/ 2 March 2009

Fidentia’s Brown in bid to halt prosecution

A Cape High Court application is pending in which former chief executive of the Fidentia group, J Arthur Brown, seeks an order to stop his prosecution on embezzlement charges, or to at least stop the investigation.

This emerged in the Cape Town Regional Court on Monday, when Brown appeared briefly before Magistrate Wilma van der Merwe.

Brown at this stage has three embezzlement cases pending.

The first relates to the Fundi and Infinity investment groups, the second to the Transport, Education and Training Authority (Teta), and the third to the Antheru Trust.

Brown’s appearance on Monday in the Regional Court related to the Fundi and Infinity case.

Due to the pending high court proceedings, this case was provisionally postponed to April 7, when the defence team has to inform the regional court when high court proceedings are scheduled to start.

At Monday’s proceedings, defence attorney Rushdi Khan said the high court application was lodged a month ago, but that the prosecution had only responded last Friday, indicating the state’s intention to oppose the application.

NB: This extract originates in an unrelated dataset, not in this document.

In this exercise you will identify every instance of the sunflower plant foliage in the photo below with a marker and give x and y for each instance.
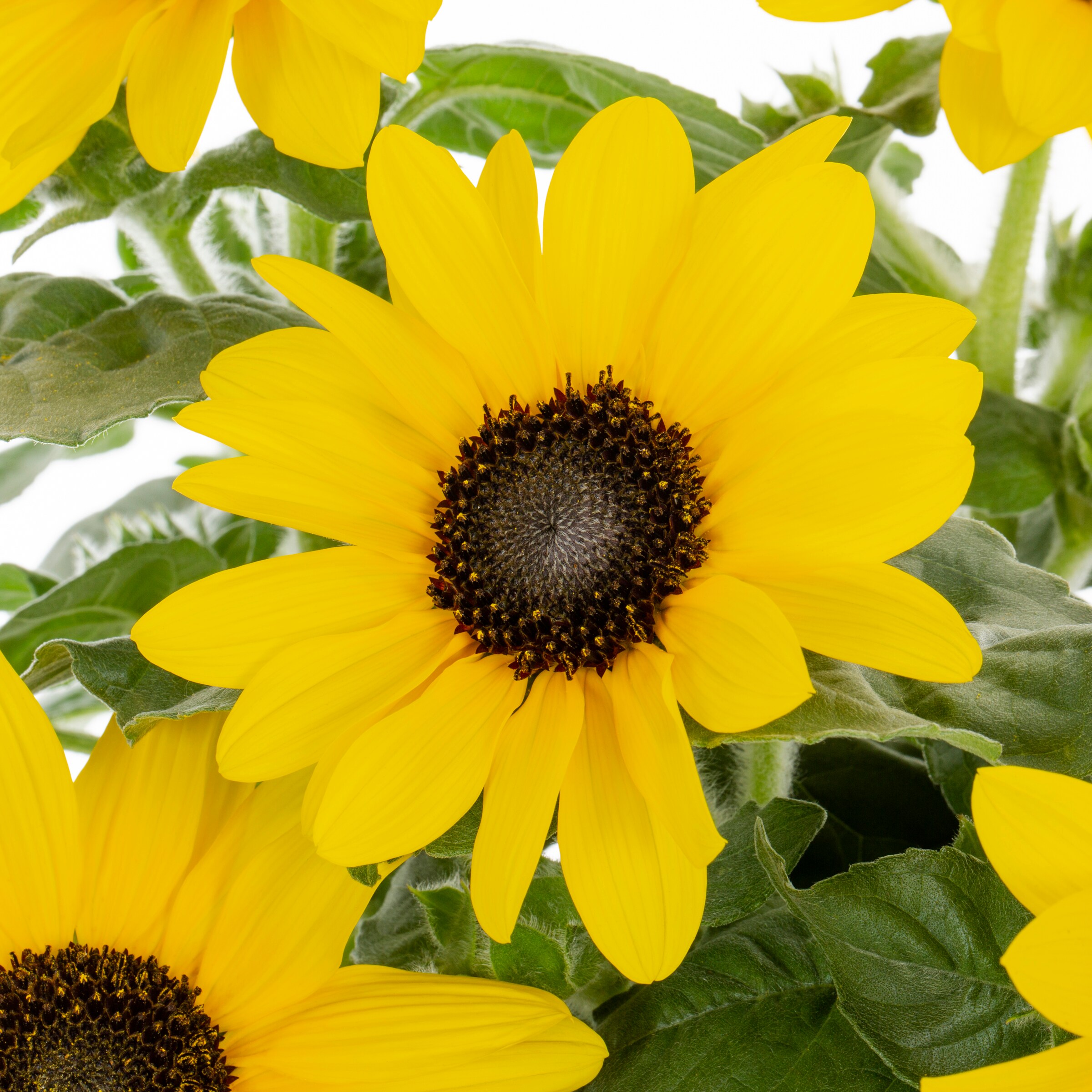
(708, 539)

Asked whether the application was filed as an ordinary or urgent one, Khan said he did not know as he was merely standing in for his father, Rashaad, who was Brown’s attorney.

State senior counsel Jannie van Vuuren has taken over the prosecution from senior counsel Bruce Morrison, who has resigned for a high-profile forensic post in the private sector.

Van Vuuren told the court that the high court application had not been filed as an urgent one, but that he would do all in his power to expedite the high court proceedings.

The application should have been lodged as an urgent one, Van Vuuren said, in line with Brown’s constitutional right to a speedy trial.

Van der Merwe told Khan she wanted proper details at the next hearing.

”If the high court application was only lodged a month ago, I will want to know why, and if the application was lodged as an ordinary one and not as an urgent one, I will also want to know why,” she said.

Minutes after regional court proceedings, Brown made two further appearances in the lower magistrate’s court before Magistrate Vusi Mhlangu.

The first case in the magistrate’s court involved the Teta one, in which Brown was to have stood in the dock with Teta’s former chief executive Piet Bothma of Johannesburg.

Bothma was absent. Van Vuuren explained that he had given Bothma permission not to attend as he could not afford the expense of a return flight to Cape Town for a mere postponement lasting only a few minutes.

Van Vuuren asked that a warrant of arrest for Bothma — normal procedure in the event of failure to appear — be held over until the next appearance, also on April 7.

In the second appearance in the magistrate’s court, Brown stood in the dock with Jacobus Theart, who was involved with Brown in the Antheru Trust case.